Chemically doped, purified bulk multi-walled carbon nanotube conductors with enhanced AC conductivity to 40 GHz

Metals used in radio frequency (RF) communications technologies degrade in alternating current (AC) conductivity with frequency due to the skin effect. Bulk carbon nanotube (CNT) materials have demonstrated favorable trends such as constant or increasing AC conductivity, and are emerging as potential alternative conductors. However, the resistive inter-CNT junctions present in these bulk assemblies limit overall conductivity. In this work, a waveguide-based transmission technique is used to measure the AC conductivity from 10 to 40 GHz of a commercial multi-walled CNT (MWCNT) material modified by purification to remove carbon and iron impurities, and by chemical doping with potassium tetrabromoaurate (KAuBr4). Iron impurity removal yields a frequency-independent real AC conductivity. Laser thinning and solvent plying are employed to change transmission by altering the MWCNT sheet thickness, thus enabling accurate measurement of the KAuBr4-doped MWCNT samples.
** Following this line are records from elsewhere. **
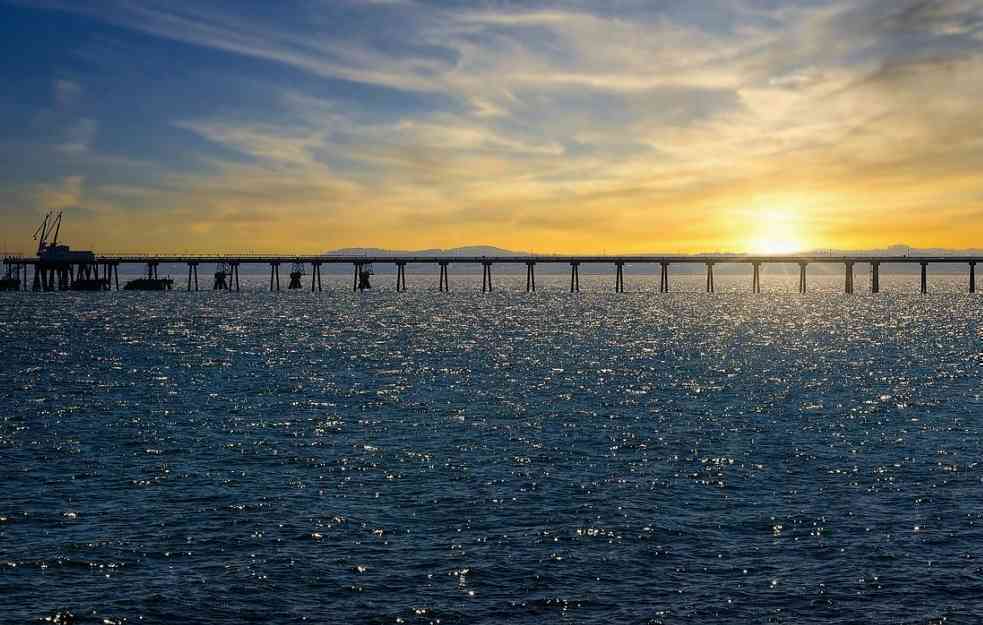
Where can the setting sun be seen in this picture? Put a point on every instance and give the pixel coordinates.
(778, 227)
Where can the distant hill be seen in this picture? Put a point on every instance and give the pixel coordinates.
(471, 250)
(491, 252)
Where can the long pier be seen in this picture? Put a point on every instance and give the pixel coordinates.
(104, 269)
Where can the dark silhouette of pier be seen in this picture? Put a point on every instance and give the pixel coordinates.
(48, 274)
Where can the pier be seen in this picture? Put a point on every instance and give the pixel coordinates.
(102, 271)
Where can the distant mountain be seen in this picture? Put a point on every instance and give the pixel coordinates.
(471, 250)
(491, 252)
(898, 249)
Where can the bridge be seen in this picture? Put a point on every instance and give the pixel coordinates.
(103, 270)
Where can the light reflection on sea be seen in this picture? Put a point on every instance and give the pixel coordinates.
(463, 458)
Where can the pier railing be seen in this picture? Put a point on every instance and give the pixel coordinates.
(104, 268)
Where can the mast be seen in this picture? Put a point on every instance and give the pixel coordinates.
(57, 223)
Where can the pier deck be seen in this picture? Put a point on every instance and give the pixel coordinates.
(61, 276)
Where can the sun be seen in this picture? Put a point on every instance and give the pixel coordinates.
(778, 228)
(776, 246)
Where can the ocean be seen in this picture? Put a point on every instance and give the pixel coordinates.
(425, 457)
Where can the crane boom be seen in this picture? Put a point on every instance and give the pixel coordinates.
(41, 234)
(54, 240)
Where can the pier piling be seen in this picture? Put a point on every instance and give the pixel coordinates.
(444, 285)
(400, 277)
(486, 277)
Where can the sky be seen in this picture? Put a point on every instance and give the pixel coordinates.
(623, 126)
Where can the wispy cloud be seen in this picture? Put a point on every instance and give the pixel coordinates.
(651, 115)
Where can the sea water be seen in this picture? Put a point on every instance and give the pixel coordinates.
(461, 457)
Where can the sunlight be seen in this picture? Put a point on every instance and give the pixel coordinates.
(778, 227)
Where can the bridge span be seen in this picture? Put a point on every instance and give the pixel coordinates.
(103, 270)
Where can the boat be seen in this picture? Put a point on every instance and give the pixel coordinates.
(89, 284)
(149, 284)
(364, 274)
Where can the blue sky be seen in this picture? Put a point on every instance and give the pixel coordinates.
(548, 126)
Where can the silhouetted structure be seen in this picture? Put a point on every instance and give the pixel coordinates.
(62, 269)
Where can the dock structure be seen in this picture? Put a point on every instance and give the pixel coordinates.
(51, 274)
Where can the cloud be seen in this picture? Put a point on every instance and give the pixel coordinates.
(66, 92)
(653, 115)
(79, 137)
(64, 193)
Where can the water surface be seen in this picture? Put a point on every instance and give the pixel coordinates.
(500, 458)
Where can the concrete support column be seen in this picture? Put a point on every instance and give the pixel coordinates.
(486, 286)
(444, 282)
(400, 277)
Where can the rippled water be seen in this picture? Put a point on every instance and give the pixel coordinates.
(505, 458)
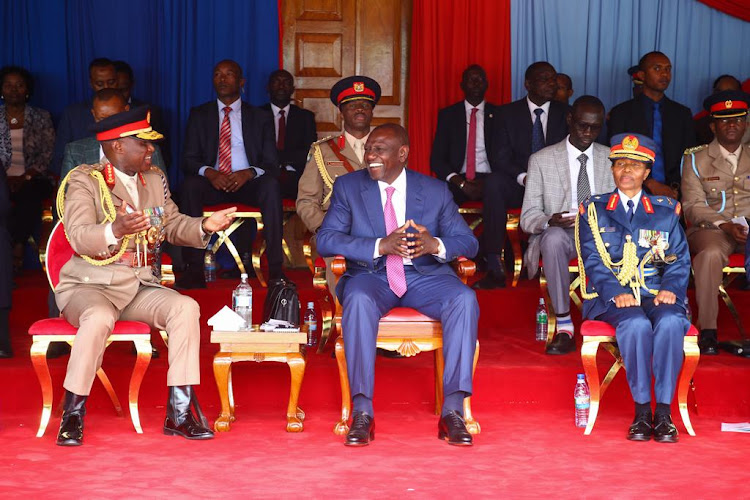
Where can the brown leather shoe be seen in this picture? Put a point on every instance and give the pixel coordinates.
(362, 430)
(452, 428)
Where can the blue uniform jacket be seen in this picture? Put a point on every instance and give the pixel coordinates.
(355, 220)
(655, 213)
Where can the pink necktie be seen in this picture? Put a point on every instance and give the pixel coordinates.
(394, 264)
(225, 144)
(471, 147)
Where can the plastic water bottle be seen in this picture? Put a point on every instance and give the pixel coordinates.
(582, 400)
(242, 302)
(209, 266)
(311, 320)
(541, 321)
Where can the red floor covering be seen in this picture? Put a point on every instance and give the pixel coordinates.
(528, 447)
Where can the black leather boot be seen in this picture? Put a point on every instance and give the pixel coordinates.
(180, 420)
(71, 425)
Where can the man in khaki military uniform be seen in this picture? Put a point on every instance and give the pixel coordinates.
(116, 213)
(356, 97)
(716, 196)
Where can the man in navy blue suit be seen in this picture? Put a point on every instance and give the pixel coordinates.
(636, 266)
(398, 230)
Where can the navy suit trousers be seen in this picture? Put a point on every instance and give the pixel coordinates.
(651, 342)
(367, 297)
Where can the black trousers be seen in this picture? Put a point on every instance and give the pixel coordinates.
(263, 192)
(499, 194)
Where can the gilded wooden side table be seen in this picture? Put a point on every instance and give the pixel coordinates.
(258, 346)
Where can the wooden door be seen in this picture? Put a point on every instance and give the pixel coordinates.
(326, 40)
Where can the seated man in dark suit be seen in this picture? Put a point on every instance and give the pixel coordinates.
(462, 150)
(107, 102)
(230, 156)
(295, 131)
(76, 119)
(398, 229)
(635, 266)
(654, 115)
(522, 127)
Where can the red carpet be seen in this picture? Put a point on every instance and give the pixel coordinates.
(523, 400)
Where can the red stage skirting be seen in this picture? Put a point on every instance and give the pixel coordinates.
(523, 401)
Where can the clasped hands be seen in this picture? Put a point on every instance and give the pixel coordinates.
(136, 221)
(230, 182)
(627, 300)
(409, 245)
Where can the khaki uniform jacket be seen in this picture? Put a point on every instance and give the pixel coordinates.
(711, 193)
(83, 215)
(314, 192)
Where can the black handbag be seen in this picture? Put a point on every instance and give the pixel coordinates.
(282, 302)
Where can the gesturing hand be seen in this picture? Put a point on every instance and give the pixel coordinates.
(395, 243)
(625, 300)
(129, 223)
(422, 242)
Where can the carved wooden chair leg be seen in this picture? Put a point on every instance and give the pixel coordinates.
(589, 349)
(692, 356)
(342, 427)
(143, 348)
(39, 360)
(472, 425)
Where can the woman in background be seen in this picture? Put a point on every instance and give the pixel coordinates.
(27, 139)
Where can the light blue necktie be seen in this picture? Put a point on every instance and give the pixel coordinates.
(658, 172)
(537, 132)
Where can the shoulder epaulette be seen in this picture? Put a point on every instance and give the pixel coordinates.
(695, 149)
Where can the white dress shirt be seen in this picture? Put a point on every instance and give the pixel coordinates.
(398, 200)
(543, 118)
(358, 145)
(239, 157)
(575, 166)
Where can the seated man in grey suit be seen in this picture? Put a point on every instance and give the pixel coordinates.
(106, 102)
(560, 177)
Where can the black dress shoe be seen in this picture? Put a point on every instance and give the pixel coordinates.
(495, 278)
(561, 344)
(71, 425)
(664, 429)
(708, 343)
(452, 428)
(362, 430)
(180, 420)
(189, 280)
(641, 429)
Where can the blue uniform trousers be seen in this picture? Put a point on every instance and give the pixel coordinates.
(367, 297)
(651, 340)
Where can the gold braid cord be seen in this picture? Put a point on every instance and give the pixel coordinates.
(628, 267)
(327, 180)
(108, 207)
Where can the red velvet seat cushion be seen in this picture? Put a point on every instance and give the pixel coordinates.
(405, 314)
(737, 260)
(59, 326)
(241, 207)
(593, 328)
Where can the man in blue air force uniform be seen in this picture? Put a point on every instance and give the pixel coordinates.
(634, 254)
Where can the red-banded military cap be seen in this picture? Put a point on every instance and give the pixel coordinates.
(133, 123)
(634, 146)
(727, 104)
(353, 88)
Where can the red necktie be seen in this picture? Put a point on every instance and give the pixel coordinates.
(282, 131)
(471, 146)
(394, 264)
(225, 144)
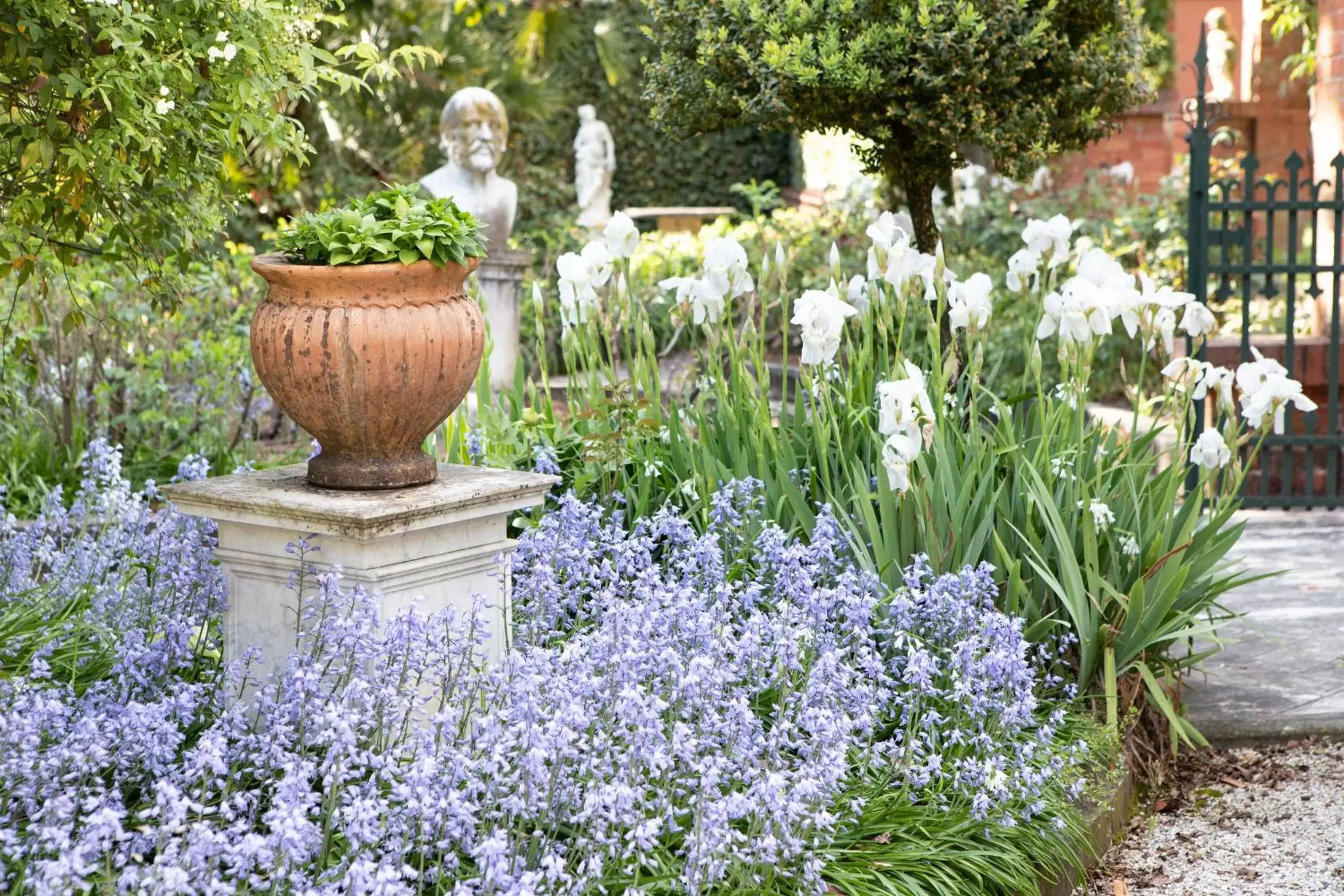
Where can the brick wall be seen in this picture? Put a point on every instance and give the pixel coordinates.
(1272, 120)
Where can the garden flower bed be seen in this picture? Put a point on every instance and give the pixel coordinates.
(679, 712)
(859, 641)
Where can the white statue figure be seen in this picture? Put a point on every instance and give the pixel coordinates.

Doping of the purified MWCNTs yields enhanced real AC conductivity of ∼160 kS/m, which remains constant with frequency to 40 GHz and represents a 5–6 × improvement over the as-received material at 40 GHz. KAuBr4 doping is hypothesized to enhance AC conductivity by increasing carrier density, supported by the elevated plasma frequency determined from fitting of a generalized Drude conduction model to the AC conductivity data. [Display omitted] •Removal of Fe impurities from bulk MWCNT sheet promotes constant AC conductivity up to 40 GHz.•MWCNT laser thinning increases RF transmission and enables AC conductivity measurement of highly conductive doped samples.•KAuBr4 doping of purified bulk MWCNT sheet enhances AC conductivity by 3–4x while maintaining frequency independence.•Generalized Drude theory fits measured data suggesting upward plasma frequency shift and AC conductivity growth above 40 GHz.